Un bambino su tre è a rischio povertà in Catalogna, secondo un rapporto presentato dall’Unicef ​​lo scorso settembre. In nero su bianco, come i volti di Solé, ben 363.900 fanti. Si tratta di un dato che migliora timidamente rispetto a quelli registrati nei due anni precedenti ma che è curiosamente simile a quello registrato nel 2013, proprio quando il problema della povertà infantile si faceva strada nell’agenda politica catalana. “Saremmo un mondo mille volte migliore se lo guardassimo tutti con gli occhi di un bambino”, difende Solé.

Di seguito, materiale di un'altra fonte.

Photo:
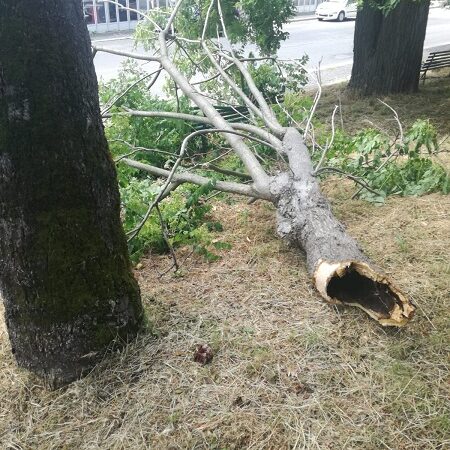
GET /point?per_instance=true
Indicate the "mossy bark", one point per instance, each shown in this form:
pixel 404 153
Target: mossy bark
pixel 388 47
pixel 65 275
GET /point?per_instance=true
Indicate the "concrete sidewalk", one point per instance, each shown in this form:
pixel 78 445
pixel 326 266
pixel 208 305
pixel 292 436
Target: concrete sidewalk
pixel 128 34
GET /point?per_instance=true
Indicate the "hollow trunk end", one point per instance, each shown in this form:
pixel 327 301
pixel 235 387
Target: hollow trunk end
pixel 359 284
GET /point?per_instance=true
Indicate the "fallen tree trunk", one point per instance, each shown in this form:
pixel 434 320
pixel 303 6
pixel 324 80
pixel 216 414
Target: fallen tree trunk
pixel 341 272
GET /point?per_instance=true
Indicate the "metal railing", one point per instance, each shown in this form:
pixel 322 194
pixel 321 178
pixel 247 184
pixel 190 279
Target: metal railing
pixel 102 16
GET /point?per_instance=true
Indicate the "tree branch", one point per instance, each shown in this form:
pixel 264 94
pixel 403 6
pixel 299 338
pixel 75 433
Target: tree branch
pixel 187 177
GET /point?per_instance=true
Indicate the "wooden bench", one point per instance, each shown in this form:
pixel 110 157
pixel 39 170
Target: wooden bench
pixel 435 60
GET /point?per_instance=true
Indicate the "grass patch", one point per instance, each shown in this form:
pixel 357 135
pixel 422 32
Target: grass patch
pixel 288 370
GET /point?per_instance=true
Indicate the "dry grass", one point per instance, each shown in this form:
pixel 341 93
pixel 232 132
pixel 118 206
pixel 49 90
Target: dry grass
pixel 431 102
pixel 288 371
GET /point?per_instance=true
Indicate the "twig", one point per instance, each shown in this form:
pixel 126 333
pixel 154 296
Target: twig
pixel 396 118
pixel 351 177
pixel 187 177
pixel 165 233
pixel 326 147
pixel 111 103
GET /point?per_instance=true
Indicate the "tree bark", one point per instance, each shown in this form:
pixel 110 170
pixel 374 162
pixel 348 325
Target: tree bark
pixel 65 275
pixel 388 48
pixel 341 272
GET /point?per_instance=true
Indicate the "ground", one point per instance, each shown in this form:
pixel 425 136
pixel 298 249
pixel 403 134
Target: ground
pixel 288 370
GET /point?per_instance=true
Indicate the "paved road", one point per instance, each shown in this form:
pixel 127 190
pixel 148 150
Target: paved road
pixel 328 42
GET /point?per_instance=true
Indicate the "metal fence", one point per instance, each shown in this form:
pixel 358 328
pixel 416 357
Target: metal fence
pixel 101 15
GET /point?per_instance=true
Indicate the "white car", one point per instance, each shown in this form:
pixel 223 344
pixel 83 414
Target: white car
pixel 336 10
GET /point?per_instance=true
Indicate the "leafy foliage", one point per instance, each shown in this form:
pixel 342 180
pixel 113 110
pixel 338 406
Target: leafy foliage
pixel 185 213
pixel 256 21
pixel 392 168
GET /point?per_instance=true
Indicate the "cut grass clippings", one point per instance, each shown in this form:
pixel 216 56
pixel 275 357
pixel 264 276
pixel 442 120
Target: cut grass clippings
pixel 289 371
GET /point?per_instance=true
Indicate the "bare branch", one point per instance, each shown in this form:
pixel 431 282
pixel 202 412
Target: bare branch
pixel 165 233
pixel 313 109
pixel 126 54
pixel 328 145
pixel 187 177
pixel 400 127
pixel 265 108
pixel 263 134
pixel 112 102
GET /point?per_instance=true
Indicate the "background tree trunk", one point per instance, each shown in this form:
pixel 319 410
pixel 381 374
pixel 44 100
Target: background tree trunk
pixel 65 275
pixel 388 48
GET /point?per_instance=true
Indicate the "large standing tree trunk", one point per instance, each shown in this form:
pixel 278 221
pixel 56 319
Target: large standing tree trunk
pixel 388 47
pixel 341 272
pixel 65 275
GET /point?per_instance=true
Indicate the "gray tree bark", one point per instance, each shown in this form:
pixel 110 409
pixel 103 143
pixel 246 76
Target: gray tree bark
pixel 388 47
pixel 341 272
pixel 65 275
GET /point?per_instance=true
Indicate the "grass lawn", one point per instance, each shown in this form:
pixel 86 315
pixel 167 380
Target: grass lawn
pixel 289 371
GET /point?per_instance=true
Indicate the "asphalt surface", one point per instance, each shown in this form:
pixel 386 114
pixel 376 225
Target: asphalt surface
pixel 327 43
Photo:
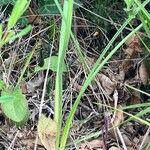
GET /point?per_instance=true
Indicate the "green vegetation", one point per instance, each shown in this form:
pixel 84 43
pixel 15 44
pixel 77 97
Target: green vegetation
pixel 60 41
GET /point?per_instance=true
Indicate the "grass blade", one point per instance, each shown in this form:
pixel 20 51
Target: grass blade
pixel 64 39
pixel 86 84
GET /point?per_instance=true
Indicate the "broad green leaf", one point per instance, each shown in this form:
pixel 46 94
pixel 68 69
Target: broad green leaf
pixel 16 108
pixel 53 64
pixel 21 33
pixel 18 10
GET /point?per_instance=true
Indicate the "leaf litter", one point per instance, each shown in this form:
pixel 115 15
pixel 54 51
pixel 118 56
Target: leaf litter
pixel 107 84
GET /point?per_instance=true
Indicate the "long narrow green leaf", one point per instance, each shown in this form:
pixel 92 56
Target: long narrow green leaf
pixel 1 31
pixel 64 39
pixel 18 10
pixel 22 33
pixel 86 84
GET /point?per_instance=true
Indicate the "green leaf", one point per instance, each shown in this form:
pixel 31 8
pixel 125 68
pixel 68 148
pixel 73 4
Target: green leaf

In tutto questo tempo Perché? Ha viaggiato a Valls, Teià, al Porto di Barcellona, ​​Madrid, è stata oggetto di una grande antologica al Palau Robert… Anche nell’ultima edizione del Premio College of Physicians, a novembre, l’artista ha partecipato contribuendo con il suo granello di sabbia con una grande ragazza afro. E questo dicembre, in concomitanza con il decennale, gli sguardi dei bambini sono scesi dai balconi per ritrovarsi in un luogo inaspettato: i manifesti che ricordano l’anniversario facevano a gara con quelli che annunciavano il manifesto del prossimo Primavera Sound o la partita femminile del Barça contro il Manchester City .

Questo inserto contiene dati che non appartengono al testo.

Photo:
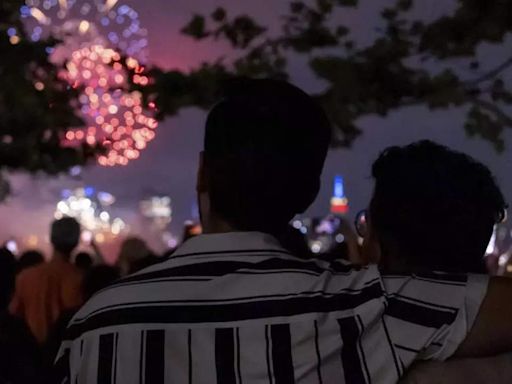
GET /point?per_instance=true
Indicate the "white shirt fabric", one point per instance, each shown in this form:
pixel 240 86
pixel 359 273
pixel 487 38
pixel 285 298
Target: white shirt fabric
pixel 238 308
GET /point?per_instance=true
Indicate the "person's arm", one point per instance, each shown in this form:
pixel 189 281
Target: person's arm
pixel 491 333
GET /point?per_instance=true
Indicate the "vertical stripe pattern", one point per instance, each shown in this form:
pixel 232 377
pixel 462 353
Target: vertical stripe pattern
pixel 154 366
pixel 238 309
pixel 106 359
pixel 282 354
pixel 352 365
pixel 225 356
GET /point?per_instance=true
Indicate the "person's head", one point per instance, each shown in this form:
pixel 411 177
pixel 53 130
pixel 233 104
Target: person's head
pixel 432 208
pixel 97 278
pixel 83 261
pixel 132 251
pixel 30 259
pixel 65 235
pixel 7 277
pixel 264 149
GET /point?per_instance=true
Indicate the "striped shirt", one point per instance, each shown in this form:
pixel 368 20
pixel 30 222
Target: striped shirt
pixel 237 308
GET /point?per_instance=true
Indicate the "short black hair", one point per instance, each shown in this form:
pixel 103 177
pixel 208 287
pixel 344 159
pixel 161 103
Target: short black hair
pixel 65 235
pixel 84 261
pixel 265 147
pixel 435 207
pixel 7 277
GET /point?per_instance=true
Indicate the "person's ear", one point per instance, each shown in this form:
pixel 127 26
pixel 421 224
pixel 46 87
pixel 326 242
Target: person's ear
pixel 202 179
pixel 371 251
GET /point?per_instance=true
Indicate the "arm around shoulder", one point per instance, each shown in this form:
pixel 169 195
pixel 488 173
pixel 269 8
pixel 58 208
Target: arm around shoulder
pixel 491 333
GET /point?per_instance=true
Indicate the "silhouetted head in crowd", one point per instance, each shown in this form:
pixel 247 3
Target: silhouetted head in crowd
pixel 65 235
pixel 7 277
pixel 83 261
pixel 30 259
pixel 432 209
pixel 97 278
pixel 133 250
pixel 264 150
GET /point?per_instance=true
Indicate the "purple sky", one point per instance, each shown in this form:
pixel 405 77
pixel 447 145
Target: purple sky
pixel 168 165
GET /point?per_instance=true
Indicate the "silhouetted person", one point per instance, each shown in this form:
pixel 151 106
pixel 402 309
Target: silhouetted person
pixel 20 359
pixel 29 259
pixel 434 209
pixel 83 261
pixel 133 255
pixel 45 291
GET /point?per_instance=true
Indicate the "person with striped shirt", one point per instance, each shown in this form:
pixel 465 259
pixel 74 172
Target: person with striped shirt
pixel 434 209
pixel 235 306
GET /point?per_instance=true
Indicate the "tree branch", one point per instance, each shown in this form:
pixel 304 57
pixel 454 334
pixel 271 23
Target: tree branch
pixel 497 111
pixel 492 74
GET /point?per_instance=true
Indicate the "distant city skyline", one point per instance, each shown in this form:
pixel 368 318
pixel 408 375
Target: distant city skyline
pixel 168 166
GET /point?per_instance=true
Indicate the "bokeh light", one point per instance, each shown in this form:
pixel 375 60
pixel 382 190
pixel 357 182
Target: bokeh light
pixel 95 35
pixel 115 117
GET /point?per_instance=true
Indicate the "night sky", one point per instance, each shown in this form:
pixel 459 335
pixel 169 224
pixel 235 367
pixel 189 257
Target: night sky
pixel 169 163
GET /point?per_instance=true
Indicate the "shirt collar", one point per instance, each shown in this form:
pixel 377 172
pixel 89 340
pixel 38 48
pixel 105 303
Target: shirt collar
pixel 229 242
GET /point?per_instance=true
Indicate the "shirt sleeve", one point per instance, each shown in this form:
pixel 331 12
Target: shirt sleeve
pixel 430 315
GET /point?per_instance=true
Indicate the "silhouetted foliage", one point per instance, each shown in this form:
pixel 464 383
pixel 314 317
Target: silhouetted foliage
pixel 393 72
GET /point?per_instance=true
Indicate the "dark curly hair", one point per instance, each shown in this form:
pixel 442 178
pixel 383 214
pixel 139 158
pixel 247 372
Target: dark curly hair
pixel 434 207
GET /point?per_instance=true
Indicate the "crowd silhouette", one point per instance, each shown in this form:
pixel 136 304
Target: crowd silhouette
pixel 247 301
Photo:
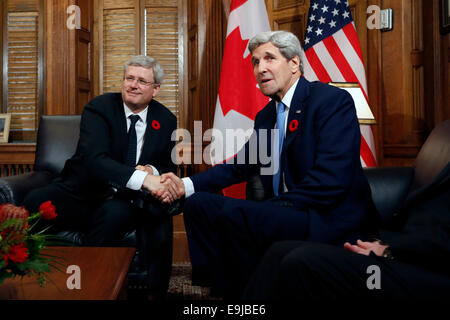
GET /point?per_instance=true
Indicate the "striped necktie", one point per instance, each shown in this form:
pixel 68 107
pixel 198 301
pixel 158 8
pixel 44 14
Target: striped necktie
pixel 132 142
pixel 280 126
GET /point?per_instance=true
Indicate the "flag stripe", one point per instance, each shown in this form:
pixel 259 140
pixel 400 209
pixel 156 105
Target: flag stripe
pixel 328 62
pixel 308 71
pixel 339 59
pixel 367 154
pixel 334 54
pixel 366 132
pixel 317 66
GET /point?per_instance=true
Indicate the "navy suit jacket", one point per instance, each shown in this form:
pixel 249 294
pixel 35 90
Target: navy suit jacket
pixel 99 160
pixel 320 162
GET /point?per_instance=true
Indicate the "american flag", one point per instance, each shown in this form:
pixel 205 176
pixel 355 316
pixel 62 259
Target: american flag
pixel 332 54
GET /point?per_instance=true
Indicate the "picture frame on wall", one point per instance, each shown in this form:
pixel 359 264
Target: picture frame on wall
pixel 5 121
pixel 445 16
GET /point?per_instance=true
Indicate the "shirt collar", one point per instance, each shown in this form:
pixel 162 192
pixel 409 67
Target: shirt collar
pixel 142 114
pixel 287 99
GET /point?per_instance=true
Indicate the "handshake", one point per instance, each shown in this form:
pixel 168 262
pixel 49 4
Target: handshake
pixel 167 188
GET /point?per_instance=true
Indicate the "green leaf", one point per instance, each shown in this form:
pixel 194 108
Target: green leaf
pixel 5 275
pixel 36 265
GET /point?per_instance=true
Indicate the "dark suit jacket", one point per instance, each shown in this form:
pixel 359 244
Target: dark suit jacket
pixel 102 147
pixel 320 161
pixel 425 237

“La causa dei diritti dei bambini è qualcosa che unisce”, afferma con soddisfazione l’illustratrice. I dieci anni di campagna non sono quindi passati inosservati. Due settimane fa ci sono stati un paio di festeggiamenti. Prima un incontro più intimo con amici e colleghi, il 17, nel suo studio. Poi un intervento artistico nella Ciutat Vella, che il maltempo ha costretto a spostarsi al chiuso e dove in un certo senso è stato ufficializzato un cambiamento non solo pittorico ma anche concettuale. Solé passa dal volto all’abbraccio: il bambino non si limita più a fissare, ma si aggrappa agli altri. “È stato molto emozionante, perché avevo scritto ‘abbraccio’ in diverse lingue. Una donna araba si è avvicinata a me per correggermi e un’altra, dall’India, per includere quella parola nella sua lingua”, ricorda. Perché questo transito? “L’abbraccio è un desiderio più diretto di amare, di prendersi cura e di pace!”, spiega.